By: Andrea Hollander
Featured art: Free Clinic by Jacob Lawrence
The young woman in the maroon hat
is tapping her left foot as she stares
into her empty lap. She’s kept her coat on,
its collar of fake fur buttoned at her throat.
The woman’s face is pale—blanched is the word
I was about to use, but my mother’s name was Blanche
and I don’t want to think of her, the way at the end
she grew so white and thin, her hair so black
I thought someone had rinsed it with ink. She lay so flat
beneath those hospital sheets, I thought at first
the bed empty, that they had taken her away.
Now a man I didn’t see before gawks at me,
his eyes earnest, green, and stern like my father’s.
“Angela,” he says. “No,” I say, but he keeps staring.

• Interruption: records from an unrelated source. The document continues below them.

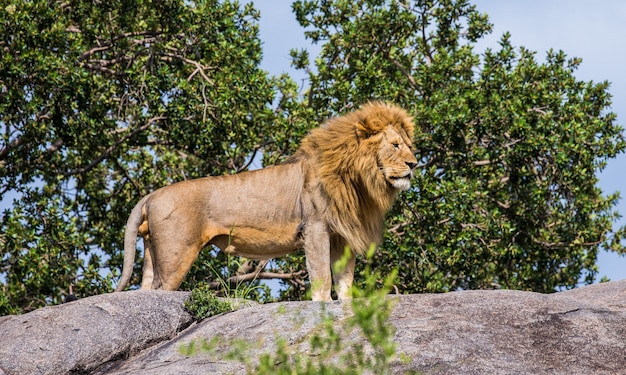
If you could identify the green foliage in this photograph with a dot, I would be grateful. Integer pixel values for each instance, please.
(506, 196)
(204, 303)
(103, 102)
(332, 347)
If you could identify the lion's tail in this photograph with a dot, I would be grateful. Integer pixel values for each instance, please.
(130, 241)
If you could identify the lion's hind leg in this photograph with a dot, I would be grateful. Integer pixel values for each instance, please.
(147, 277)
(343, 271)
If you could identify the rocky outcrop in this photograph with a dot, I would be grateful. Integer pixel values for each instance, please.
(582, 331)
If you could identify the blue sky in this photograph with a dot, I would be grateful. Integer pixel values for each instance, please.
(593, 31)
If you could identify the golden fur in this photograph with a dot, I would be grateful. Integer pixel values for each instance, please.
(334, 191)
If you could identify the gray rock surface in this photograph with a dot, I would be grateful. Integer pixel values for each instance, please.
(582, 331)
(79, 336)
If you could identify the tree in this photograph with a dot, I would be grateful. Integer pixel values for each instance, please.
(506, 195)
(103, 102)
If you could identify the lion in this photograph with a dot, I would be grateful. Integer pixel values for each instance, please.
(332, 193)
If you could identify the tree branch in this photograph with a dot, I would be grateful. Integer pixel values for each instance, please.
(112, 148)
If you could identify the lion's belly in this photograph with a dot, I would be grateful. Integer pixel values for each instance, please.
(261, 243)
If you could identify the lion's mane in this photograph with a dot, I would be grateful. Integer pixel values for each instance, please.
(345, 154)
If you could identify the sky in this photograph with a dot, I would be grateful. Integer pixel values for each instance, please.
(593, 31)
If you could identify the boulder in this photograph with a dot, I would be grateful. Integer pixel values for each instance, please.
(79, 336)
(582, 331)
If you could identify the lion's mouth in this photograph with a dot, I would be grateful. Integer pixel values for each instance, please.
(402, 182)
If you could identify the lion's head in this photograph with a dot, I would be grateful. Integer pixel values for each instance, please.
(362, 160)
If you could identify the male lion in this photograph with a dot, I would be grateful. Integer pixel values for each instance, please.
(334, 191)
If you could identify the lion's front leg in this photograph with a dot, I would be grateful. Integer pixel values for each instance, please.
(317, 252)
(344, 275)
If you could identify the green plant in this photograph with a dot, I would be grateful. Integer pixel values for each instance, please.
(363, 342)
(204, 303)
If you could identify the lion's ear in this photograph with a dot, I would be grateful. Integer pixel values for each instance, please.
(363, 131)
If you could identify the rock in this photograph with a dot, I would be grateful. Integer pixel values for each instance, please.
(582, 331)
(79, 336)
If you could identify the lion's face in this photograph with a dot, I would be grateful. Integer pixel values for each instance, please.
(396, 159)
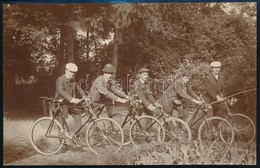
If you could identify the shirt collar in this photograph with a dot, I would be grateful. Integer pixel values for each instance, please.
(67, 77)
(105, 79)
(142, 81)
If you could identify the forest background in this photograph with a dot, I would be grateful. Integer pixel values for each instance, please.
(39, 39)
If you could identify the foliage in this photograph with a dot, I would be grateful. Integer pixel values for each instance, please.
(159, 36)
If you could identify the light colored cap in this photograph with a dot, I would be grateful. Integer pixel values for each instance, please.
(109, 68)
(215, 64)
(143, 70)
(71, 67)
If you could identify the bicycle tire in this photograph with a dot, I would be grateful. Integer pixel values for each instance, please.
(244, 127)
(100, 135)
(50, 144)
(142, 133)
(207, 134)
(177, 131)
(194, 127)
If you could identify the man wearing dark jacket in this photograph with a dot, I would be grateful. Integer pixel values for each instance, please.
(104, 90)
(178, 91)
(142, 88)
(66, 93)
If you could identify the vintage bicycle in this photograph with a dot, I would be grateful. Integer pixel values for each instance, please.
(244, 127)
(48, 136)
(139, 129)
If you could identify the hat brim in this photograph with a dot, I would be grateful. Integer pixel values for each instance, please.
(107, 71)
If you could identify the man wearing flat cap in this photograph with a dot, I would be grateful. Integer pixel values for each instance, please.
(214, 89)
(103, 90)
(142, 88)
(66, 93)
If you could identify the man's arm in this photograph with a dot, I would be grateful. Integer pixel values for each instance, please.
(140, 93)
(61, 91)
(192, 93)
(179, 88)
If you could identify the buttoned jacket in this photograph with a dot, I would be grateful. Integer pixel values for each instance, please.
(101, 88)
(213, 87)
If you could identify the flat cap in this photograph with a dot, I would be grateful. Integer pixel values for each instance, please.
(109, 68)
(215, 64)
(143, 70)
(71, 67)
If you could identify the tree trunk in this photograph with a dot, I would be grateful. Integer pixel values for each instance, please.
(114, 59)
(88, 48)
(61, 54)
(70, 35)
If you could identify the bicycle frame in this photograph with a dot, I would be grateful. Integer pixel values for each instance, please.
(59, 111)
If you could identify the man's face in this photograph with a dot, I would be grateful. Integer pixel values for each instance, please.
(186, 79)
(108, 75)
(216, 70)
(144, 76)
(70, 74)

I’m saved when his name is called,
and he turns his head the way my mother did
that last time when I stood at the foot of her bed,
her name on a blue card inserted
into the slot beside the door.
She stirred when she heard my voice,
then turned away.
My mother’s head of ink-black hair
on that bleached white pillow,
her name typed out in block letters
on one of those little blue cards.
What do they do with them
afterwards?
Andrea Hollander moved to Portland, Oregon, in 2011, after more than three decades in the Arkansas Ozarks, where she ran a B&B for 15 years and served as Writer-in-Residence at Lyon College for 22. Her 4th poetry collection was a finalist for the Oregon Book Award; her 1st won the Nicholas Roerich Poetry Prize. Numerous other honors include two Pushcart Prizes and two poetry fellowships from the National Endowment of the Arts.